The kitchen is the heart of the home. We spend much time there—preparing meals, packing lunches, feeding pets, baking goodies, doing dishes, overseeing homework, and much more. I am blessed to have in my kitchen half a dozen items from the kitchens of women I love. In a prior post (https://liftedup.us/the-color-box/) I told you the story of my mom’s cookie dough bowl and that it resides on a cabinet top above the sink.

The hammered silver ice bucket that lives on my countertop was tucked away in a cabinet belonging to my much-loved mother-in-law Rosalie.

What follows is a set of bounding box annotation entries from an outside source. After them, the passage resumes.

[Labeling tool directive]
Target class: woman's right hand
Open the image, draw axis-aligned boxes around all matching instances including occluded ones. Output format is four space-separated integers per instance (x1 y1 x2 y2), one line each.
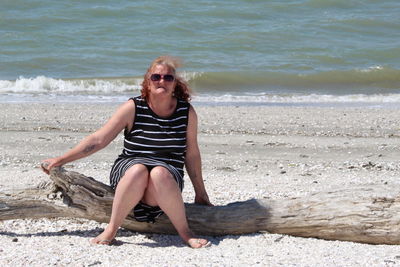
40 158 62 174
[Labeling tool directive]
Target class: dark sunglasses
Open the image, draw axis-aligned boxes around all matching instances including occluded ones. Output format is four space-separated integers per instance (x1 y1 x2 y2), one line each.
150 73 175 82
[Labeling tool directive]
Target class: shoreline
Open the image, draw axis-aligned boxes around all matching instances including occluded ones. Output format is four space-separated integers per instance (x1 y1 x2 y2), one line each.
0 103 400 266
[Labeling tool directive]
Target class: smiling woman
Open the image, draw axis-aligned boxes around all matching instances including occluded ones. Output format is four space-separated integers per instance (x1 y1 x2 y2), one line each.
43 56 212 248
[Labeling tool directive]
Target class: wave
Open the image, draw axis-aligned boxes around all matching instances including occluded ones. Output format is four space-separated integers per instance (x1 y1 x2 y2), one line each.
0 76 141 94
0 66 400 95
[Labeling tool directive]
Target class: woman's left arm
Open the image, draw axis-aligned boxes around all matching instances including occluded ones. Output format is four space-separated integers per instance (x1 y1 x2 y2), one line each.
185 105 212 206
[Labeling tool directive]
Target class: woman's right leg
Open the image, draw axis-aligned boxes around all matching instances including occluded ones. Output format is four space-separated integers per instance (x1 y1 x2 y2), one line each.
91 164 149 244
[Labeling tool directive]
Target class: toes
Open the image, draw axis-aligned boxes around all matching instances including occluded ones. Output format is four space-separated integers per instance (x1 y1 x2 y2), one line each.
188 238 211 248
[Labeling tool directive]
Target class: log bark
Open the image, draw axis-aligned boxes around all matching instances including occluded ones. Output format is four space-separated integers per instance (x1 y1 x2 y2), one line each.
0 168 400 244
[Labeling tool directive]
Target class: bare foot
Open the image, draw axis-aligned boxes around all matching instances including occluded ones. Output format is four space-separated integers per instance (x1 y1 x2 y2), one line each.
90 226 118 246
186 238 211 248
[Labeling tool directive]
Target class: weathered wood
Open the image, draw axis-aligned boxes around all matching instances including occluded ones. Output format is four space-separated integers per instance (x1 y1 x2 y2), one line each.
0 168 400 244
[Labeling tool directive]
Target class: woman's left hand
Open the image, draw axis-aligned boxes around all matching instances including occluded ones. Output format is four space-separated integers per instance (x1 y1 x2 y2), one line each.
194 192 214 206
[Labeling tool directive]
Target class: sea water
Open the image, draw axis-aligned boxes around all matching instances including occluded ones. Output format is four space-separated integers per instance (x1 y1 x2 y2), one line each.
0 0 400 107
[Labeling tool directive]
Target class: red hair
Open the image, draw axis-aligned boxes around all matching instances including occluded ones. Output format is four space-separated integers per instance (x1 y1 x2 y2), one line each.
140 56 192 102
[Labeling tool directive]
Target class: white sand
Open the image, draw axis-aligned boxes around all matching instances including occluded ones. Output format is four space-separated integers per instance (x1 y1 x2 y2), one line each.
0 104 400 266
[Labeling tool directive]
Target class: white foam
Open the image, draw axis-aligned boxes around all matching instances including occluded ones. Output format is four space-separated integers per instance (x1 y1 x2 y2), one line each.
0 76 141 94
193 94 400 103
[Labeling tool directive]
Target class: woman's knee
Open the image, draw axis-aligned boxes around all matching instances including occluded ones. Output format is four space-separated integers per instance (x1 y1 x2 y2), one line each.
149 166 176 185
121 164 149 186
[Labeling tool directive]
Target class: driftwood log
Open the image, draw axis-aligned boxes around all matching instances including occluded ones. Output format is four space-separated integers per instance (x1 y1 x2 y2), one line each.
0 168 400 244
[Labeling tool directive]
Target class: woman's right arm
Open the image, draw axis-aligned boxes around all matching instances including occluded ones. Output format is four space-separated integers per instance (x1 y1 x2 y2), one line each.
42 100 135 174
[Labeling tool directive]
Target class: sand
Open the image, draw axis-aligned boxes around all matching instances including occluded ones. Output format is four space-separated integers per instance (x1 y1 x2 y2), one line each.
0 103 400 266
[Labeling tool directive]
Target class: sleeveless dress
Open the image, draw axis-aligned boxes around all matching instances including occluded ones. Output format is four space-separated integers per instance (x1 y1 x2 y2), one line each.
110 96 190 223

About ten years ago several of us were helping Rosalie clean out her kitchen in order to move the most often used items to her level. Rosalie was in charge of making the decision to throw away, donate, or keep the non-essenstials. When the ice bucket was shown to her, she said, “Oh I’ll never use that again. I guess I’ll donate it. But it was a 50th anniversary gift.” I said, “Then that’s being donated to me, Nanny.” She took great pleasure in coming to our home and seeing that beautiful ice bucket on display.

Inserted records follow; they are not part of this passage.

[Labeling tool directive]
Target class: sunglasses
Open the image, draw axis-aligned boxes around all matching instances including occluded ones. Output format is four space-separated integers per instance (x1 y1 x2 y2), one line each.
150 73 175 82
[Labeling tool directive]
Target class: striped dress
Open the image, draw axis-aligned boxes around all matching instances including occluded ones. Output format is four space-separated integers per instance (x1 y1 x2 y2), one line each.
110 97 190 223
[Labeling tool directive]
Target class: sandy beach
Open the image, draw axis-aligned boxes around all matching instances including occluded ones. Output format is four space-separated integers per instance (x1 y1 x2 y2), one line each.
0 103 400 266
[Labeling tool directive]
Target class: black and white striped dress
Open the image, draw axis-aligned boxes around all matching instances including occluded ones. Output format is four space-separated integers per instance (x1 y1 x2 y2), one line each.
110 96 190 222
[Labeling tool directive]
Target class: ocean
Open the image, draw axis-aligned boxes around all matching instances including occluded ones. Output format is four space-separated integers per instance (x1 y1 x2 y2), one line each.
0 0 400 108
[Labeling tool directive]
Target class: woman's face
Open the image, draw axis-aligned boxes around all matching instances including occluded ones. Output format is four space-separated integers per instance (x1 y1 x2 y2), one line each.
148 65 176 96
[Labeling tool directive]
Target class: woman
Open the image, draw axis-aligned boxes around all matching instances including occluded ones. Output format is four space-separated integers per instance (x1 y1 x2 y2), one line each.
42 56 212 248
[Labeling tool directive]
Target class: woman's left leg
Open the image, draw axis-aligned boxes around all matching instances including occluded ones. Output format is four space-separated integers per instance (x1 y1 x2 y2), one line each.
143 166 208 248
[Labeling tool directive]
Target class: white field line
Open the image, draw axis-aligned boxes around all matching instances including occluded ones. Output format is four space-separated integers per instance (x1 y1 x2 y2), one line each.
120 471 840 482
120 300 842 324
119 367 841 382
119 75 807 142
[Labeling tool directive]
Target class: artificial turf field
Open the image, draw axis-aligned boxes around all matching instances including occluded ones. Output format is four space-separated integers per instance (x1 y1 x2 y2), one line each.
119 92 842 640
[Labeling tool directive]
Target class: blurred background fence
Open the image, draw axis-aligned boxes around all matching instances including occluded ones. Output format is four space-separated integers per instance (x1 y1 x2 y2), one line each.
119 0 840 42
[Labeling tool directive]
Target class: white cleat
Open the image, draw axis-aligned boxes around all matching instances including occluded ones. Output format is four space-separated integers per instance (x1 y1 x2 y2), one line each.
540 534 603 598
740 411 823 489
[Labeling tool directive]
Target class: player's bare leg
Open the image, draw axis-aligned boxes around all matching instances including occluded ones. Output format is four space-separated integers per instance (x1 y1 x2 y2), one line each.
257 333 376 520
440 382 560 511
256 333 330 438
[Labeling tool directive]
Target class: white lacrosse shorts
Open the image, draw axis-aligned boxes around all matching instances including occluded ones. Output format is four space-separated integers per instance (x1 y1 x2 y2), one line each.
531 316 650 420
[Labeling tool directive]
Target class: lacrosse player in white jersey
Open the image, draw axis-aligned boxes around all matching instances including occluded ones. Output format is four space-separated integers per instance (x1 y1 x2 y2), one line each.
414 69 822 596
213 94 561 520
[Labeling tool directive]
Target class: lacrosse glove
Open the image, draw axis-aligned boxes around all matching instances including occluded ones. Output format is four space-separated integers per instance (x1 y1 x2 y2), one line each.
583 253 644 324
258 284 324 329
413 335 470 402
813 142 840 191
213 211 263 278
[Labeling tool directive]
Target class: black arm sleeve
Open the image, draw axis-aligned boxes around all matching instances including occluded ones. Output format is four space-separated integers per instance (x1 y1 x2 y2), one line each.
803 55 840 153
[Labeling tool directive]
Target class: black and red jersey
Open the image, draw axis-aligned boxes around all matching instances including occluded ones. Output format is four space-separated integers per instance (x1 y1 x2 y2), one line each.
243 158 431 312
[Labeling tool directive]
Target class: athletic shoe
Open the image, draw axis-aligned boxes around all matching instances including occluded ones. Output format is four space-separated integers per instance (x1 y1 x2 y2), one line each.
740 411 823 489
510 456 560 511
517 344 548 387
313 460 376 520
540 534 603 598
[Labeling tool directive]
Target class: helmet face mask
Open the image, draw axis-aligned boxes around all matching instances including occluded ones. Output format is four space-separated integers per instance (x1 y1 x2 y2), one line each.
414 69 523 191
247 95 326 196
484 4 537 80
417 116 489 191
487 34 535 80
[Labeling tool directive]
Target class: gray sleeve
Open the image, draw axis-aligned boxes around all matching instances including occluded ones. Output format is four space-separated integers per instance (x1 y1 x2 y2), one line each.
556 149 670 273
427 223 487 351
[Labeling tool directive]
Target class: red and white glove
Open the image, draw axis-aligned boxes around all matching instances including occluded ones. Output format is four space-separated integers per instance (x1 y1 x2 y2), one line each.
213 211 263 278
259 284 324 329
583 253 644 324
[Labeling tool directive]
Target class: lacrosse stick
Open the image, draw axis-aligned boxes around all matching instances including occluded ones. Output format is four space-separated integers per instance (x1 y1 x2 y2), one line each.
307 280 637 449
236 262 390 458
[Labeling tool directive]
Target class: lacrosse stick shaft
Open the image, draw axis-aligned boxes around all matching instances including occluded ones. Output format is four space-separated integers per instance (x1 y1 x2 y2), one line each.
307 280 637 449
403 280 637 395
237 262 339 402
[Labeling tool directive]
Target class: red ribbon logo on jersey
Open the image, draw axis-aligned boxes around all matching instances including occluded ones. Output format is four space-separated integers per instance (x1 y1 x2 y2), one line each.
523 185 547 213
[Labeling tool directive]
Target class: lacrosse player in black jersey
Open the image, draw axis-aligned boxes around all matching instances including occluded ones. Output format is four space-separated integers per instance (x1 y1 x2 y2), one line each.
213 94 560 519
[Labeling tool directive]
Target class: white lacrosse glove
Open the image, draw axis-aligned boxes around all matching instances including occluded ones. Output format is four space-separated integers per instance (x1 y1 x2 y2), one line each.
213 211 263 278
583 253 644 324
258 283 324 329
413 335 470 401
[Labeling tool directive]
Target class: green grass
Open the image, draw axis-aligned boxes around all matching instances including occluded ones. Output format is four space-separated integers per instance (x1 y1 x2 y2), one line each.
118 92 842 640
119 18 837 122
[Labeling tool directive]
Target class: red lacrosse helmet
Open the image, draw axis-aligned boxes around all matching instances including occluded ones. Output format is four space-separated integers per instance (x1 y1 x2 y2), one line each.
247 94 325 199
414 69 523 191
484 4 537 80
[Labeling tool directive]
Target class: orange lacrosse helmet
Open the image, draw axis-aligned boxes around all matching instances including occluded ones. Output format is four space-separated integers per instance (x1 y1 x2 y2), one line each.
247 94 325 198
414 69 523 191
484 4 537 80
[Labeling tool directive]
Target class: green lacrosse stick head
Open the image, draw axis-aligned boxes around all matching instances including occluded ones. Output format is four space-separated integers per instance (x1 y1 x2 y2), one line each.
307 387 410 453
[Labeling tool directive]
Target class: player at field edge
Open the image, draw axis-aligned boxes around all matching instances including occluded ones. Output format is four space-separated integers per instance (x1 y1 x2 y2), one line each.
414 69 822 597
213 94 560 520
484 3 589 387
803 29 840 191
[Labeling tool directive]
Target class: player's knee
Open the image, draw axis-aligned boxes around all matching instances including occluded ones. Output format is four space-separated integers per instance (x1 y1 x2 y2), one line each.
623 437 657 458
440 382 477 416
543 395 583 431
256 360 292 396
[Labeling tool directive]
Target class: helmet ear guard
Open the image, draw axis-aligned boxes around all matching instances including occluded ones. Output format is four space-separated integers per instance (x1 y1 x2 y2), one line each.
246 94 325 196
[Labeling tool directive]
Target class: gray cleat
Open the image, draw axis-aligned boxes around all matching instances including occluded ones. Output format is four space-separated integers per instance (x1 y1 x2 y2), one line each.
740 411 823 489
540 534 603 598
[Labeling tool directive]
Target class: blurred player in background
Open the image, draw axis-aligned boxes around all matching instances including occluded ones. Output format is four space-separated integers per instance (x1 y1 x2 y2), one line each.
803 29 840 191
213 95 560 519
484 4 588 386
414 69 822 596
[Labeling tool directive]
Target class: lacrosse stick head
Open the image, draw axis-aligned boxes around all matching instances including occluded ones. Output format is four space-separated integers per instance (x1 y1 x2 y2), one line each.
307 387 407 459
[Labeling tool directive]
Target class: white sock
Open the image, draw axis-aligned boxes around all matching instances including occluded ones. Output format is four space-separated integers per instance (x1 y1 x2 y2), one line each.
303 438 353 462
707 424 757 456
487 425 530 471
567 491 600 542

Glancing at the white milk glass vase from my sister Beverly reminds me of how she painstakingly built up a collection, enough so to share a vase with me. And the hand-crafted small wooden container is from my sister Barbara who insisted I bring it home from her kitchen to my own simply because I admired it.

When my elderly Aunt Gerri moved from her house to an apartment, much of what had been in her large kitchen needed to be packed up for storage. On a visit a few years back, I asked if I could have some small item that had been in her kitchen. Shortly before Aunt Gerri died last year, her daughter-in-law Beth remembered my request and presented me with a six-unit decorative muffin tin that originally had been my grandmother’s. That tin, propped up next to the ice bucket, reminds me of my cousin, my aunt, and my grandmother.

There is something comforting about having these items in my presence. Each of these women is close in my thoughts as I go about my work in the kitchen.

To keep alive this sharing of “heart of the home” items, I have passed along some of my inherited heirloom items to my daughter, step-daughter, and several nieces. What point was there in keeping all those plates, wine glasses, dessert bowls, utensils, etc., stored and unused? I like to believe that this next generation of women thinks of me and the original owner of grandmother or great-grandmother as they go about working in their own kitchens. And I hope they’ll keep the giving practice alive.

To my readers:  Share with us the story of something in your kitchen that makes you smile and remember someone.